This week, I was talking to a prospective mom for my son's former therapeutic boarding school. It is not uncommon to get phone calls from these parents, especially during the pandemic when it was impossible to visit programs in person.
Like many of the moms who call, this one was a train wreck, bless her heart. Looking back, I am sure I was worse when the Boy was at the same stage.
Instead of talking about the school, I told her more specifically about my own experience:
"I wish someone had told me cold when I was starting this that the best thing any parent can do is take care of their own problems. Address that drinking issue. Get help for the workaholism. Figure out how to get rid of your co-dependency. Dig behind your ego and emotions and find your soul. If nothing else, take care of the basics: meditate, drink enough water, get enough sleep, find community and exercise."
When I was done talking to her, I thought about what I was like back then, before the Boy was sent away. I wish I had known then what I know now. "Experience is the comb nature gives you after you lose your hair," said my 9th grade English teacher.
I know I am supposed to live in the present, blah, blah, blah, but as a thought experiment I wondered if I could relive a year of my life, which year would it be? A year that was fun and nearly perfect, or a year where I struggled and stumbled?
I came down to two: my freshman year of college and the year the Boy fell apart.

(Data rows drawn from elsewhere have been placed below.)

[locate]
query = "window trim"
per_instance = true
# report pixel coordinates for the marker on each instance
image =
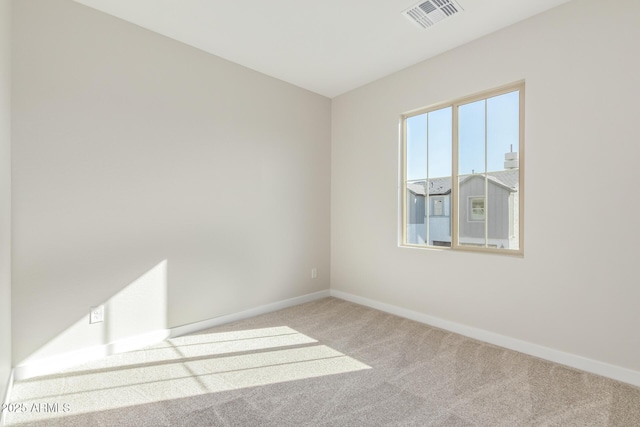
(455, 204)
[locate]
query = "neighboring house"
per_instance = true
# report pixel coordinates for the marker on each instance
(501, 208)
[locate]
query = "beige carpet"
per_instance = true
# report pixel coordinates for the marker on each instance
(325, 363)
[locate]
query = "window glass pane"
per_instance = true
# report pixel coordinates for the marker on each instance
(439, 183)
(471, 138)
(440, 143)
(415, 211)
(416, 147)
(503, 134)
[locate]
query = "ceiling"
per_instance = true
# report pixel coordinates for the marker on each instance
(326, 46)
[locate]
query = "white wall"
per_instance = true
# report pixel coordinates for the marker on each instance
(576, 289)
(131, 149)
(5, 195)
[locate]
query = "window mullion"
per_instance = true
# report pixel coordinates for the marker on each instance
(486, 179)
(427, 202)
(454, 177)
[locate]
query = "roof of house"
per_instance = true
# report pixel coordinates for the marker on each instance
(508, 179)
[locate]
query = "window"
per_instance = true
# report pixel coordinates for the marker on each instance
(462, 173)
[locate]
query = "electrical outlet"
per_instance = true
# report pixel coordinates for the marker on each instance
(96, 314)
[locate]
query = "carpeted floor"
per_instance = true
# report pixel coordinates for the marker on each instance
(325, 363)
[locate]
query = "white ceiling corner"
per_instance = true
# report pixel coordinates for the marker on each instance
(328, 47)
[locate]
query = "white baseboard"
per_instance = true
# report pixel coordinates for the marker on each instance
(579, 362)
(7, 394)
(263, 309)
(55, 364)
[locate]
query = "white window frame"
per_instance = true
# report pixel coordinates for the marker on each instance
(454, 197)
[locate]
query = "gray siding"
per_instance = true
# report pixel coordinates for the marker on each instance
(497, 210)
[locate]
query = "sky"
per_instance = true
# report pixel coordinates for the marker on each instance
(435, 130)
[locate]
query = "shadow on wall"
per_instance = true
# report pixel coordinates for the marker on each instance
(134, 317)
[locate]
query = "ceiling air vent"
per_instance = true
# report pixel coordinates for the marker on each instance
(427, 13)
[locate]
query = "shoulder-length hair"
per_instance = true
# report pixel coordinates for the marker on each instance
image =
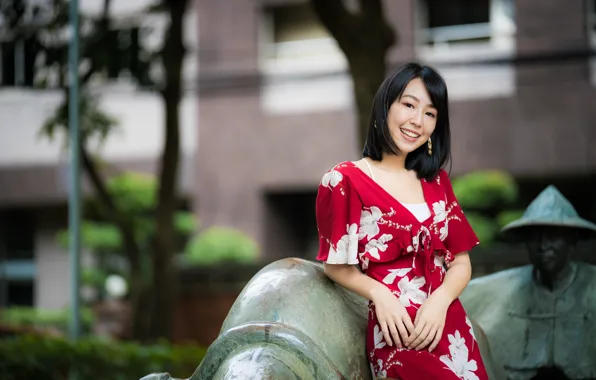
(379, 140)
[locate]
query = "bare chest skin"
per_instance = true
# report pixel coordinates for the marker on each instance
(403, 186)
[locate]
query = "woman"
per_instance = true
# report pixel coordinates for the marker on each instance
(392, 231)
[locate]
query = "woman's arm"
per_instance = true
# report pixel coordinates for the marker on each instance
(430, 319)
(459, 273)
(393, 317)
(351, 278)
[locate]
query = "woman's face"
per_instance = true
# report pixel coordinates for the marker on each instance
(412, 118)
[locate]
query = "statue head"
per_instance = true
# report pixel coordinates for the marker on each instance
(550, 228)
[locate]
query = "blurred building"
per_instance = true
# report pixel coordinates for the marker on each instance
(276, 104)
(34, 171)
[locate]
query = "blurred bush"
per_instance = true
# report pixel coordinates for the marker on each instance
(485, 190)
(134, 195)
(219, 245)
(485, 197)
(40, 319)
(49, 358)
(508, 216)
(485, 228)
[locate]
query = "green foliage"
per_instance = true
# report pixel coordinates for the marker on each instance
(45, 358)
(508, 216)
(484, 190)
(94, 123)
(134, 195)
(221, 244)
(485, 228)
(42, 319)
(486, 197)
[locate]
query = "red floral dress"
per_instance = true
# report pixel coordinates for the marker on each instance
(360, 223)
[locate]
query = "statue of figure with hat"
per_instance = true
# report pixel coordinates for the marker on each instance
(539, 319)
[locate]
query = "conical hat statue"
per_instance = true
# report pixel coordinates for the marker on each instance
(551, 208)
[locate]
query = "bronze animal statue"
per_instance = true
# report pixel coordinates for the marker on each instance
(292, 322)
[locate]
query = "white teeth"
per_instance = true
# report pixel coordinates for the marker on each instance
(410, 134)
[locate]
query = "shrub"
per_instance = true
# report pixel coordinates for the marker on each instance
(485, 228)
(48, 358)
(20, 317)
(485, 190)
(221, 244)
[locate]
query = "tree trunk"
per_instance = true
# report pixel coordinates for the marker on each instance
(364, 37)
(137, 285)
(164, 276)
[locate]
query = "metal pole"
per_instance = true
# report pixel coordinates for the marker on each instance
(74, 195)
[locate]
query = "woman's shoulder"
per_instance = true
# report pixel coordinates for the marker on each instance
(441, 179)
(342, 172)
(346, 168)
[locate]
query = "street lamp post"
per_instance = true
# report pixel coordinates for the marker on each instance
(74, 194)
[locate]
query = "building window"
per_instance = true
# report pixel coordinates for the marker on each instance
(18, 62)
(457, 32)
(17, 261)
(300, 62)
(448, 24)
(293, 31)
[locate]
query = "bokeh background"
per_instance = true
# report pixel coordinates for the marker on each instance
(206, 127)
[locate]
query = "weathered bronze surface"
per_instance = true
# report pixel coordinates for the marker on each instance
(539, 319)
(292, 322)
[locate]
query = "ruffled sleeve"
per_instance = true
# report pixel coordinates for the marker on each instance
(338, 209)
(460, 236)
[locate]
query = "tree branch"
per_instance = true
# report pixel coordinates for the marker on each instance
(336, 18)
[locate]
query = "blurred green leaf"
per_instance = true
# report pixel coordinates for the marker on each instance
(221, 244)
(508, 216)
(50, 358)
(485, 228)
(484, 190)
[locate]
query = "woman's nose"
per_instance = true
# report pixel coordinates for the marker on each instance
(416, 120)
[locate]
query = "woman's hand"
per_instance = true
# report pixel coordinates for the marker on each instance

My freshman year of college was good. It was fun, I learned a lot about myself living on my own for the first time, minus the need to pay my own way. It was filled with collective effervescence.

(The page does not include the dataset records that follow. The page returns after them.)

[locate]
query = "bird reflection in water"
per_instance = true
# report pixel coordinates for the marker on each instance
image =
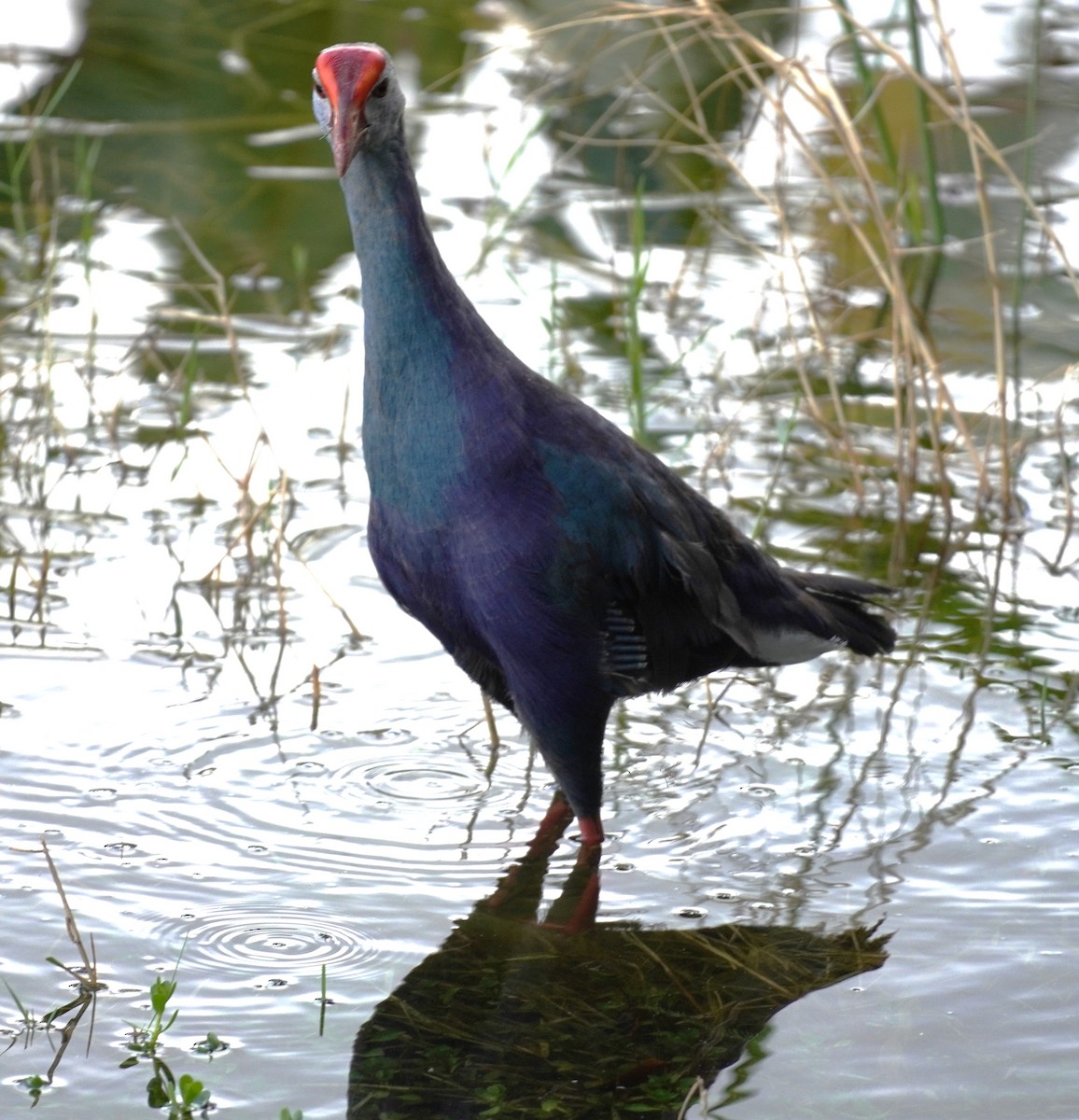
(520, 1017)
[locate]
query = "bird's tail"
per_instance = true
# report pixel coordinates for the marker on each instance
(843, 603)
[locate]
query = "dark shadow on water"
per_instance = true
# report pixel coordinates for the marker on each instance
(565, 1017)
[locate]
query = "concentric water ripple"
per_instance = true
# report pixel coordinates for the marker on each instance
(280, 944)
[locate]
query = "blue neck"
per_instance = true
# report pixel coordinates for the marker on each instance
(419, 329)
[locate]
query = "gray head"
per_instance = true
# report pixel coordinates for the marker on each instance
(357, 99)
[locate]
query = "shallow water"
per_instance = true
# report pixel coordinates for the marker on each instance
(183, 510)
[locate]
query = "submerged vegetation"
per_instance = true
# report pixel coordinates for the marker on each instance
(827, 292)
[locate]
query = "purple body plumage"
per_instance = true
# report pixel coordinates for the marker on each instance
(558, 563)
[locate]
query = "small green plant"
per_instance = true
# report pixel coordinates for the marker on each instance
(180, 1096)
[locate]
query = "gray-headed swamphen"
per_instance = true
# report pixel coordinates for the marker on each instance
(562, 565)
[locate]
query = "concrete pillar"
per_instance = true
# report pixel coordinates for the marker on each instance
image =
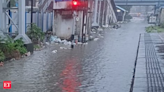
(95, 14)
(21, 23)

As far as bad years go, I would definitely skip the year Ada died, the year my brother's mental health imploded, and the pandemic, but maybe I would relive the year the Boy went away. It was so hard and heart breaking, but if I could go back and do it again with what I know now, I would have been so much more peaceful, calm and serene. Maybe some of it would have rubbed off on the Boy, helping him heal faster. I think about how much I obsessed that year, about everything and everyone instead of focusing on myself. I think of all of the bad habits I've since broken. Would I want to relive this year as a test, to see if really could do better? Maybe I just imagine that I could have handled it all, but maybe it really wouldn't be that different?
Maybe I wish I had learned what I needed to learn faster, but that is the challenge of learning as an adult--I don't often learn things until I am forced, until the status quo is too painful that I am forced to grow.